Causal Inference & Machine Learning
Speaker: Vinod Bakthavachalam, Data Scientist at Coursera
Lots of data science problems, especially towards informing business and product strategy, involve understanding causal relationships. The standard way to measure these is through AB testing, but many times that is infeasible, requiring alternative techniques from the causal inference that are an essential component of any data scientist's toolkit. The talk will walk through these techniques, some applications, and recent work at the intersection of causal inference and machine learning to handle large data sets.
Real-ish Time Predictive Analytics with Spark Structured Streaming
Speaker: Scott J Haines, Principal Software Engineer at Twilio
In 20 short minutes learn what becomes possible when you add Spark into your analytics pipeline. Learn how to effectivley solve common Data Engineering problems with compile-time guarenttes - like how to ingest, normalize, transform and join datasets in realtime.
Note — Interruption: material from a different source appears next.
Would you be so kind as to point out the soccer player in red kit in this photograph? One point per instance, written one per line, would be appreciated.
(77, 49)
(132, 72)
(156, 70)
Learn how to add insights on top of your streaming data with simple filters and pre-trained models.
Visualizing Complexity: Dimensionality Reduction and Network Science
Speaker: Jane Adams, Data Visualization Artist at University of Vermont Complex Systems Center
Working with mathematicians, data scientists, and domain experts at the University of Vermont Complex Systems Center, data visualization artist Jane Adams has developed strategies for prototyping exploratory graphs of high-dimensional data. In this 90-minute workshop, Adams shares some of these methods for data discovery and interaction, navigating a creative workflow from paper prototypes of visual hypotheses through web-based interactive slices, offering critical insight for clustering, interpolation, and feature engineering.
Healthcare NLP with a doctor's bag of notes
Speaker: Andrew Long, PhD, Data Scientist at Fresenius Medical Care
Nausea, vomiting, and diarrhea are words you would not frequently find in a natural language processing (NLP) project for tweets or product reviews. However, these words are common in healthcare. In fact, many clinical signs and patient symptoms (e.g. shortness of breath, fever, or chest pain) are only present in free-text notes and are not captured with structured numerical data. As a result, it is important for healthcare data scientists to be able to extract insight from unstructured clinical notes in electronic medical records. In this 20 min warm-up, the audience will have the opportunity to learn about an NLP concept known as bag-of-words. The audience will also get a preview of the outline for the 90-min workshop held at the upcoming ODSC West 2019.